Свечерело. Небесная синева зажглась звездами – такими крупными, яркими и близкими, что казалось: вот-вот еще саженей пятьдесят подъема, и мы будем уже в царстве звезд. Белая папаха Казбека мерцала тем таинственным самосветом, понятие о котором могут составить лишь те, кому случалось наблюдать снеговые вершины в безлунную, но сильно звездную ночь. Внизу, под туманами, неистовствовали, как две озлившихся шавки, Куро и Катуша – отец и мать знаменитой Бешеной балки, им в ответ глухо рычал из неизмеримой глубины Терек.
Нам было очень невесело, особенно, когда случалось переходить горные ручьи. Встречный ветер, и без того уже леденивший наши кости, швырял нам тогда в лица водяную пыль, коловшую нас, точно иглами. У меня растрескались губы, болели глаза. Было невозможно перекинуться словом с товарищами-грузинами из Казбека: ветром захватывало дыхание. Он выл, свистал, гайгайкал, мяукал, домового хоронил и ведьму выдавал замуж… О, «кой чёрт понес меня на эту галеру!»[19]
Была бутылка коньяку – роспили. Начать другую, захваченную про запас, не дал вожатый нашей компании Сюмон А…дзе, истинный оракул горных экспедиций, малый умный и толковый, наметавшийся в обращении с русскими и даже не без некоторого образования:
– Не пейте: до сакли недалеко. Выпьем, что останется, когда придем в тепло. Вина не найдем: хозяин – бедный осетин. А, когда попадем в тепло, нельзя не выпить: иначе привяжется лихорадка, будут болеть руки и ноги, кости ломить…

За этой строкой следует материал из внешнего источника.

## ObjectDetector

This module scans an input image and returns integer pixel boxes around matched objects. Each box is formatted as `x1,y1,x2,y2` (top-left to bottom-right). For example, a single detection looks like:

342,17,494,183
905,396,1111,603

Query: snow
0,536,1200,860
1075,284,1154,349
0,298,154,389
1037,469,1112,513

Досаднее всего было сознание, что аул Казбек лежал как раз под нами. Если бы не тучи да туман, мы видели бы его огни. Если бы не ветер, да не рев потоков, мы, вероятно, слышали бы звяканье бубенчиков и стук колес по Военно-грузинскому шоссе. Но короткая тропинка с Куросцери к Казбеку была с третьего дня испорчена нашею же неосторожностью[20], и теперь нам приходилось делать обход верст в десять по дебрям и кручам – чуть не к самому Дарьяльскому посту.
Как мы добрели к обещанному Сюмоном ночлегу, уж и не знаю. Помню только, что от усталости ни есть не могли, ни сон не брал. В сакле осетина было бедно, грязно, душно, тесно, но – все же тепло и не под открытым небом. Ночь давно померкла; небо заплыло тучами; ветер вырос в бурю; первобытно свалянные на авось и небось стены сакли дрожмя-дрожали под его бешеным напором.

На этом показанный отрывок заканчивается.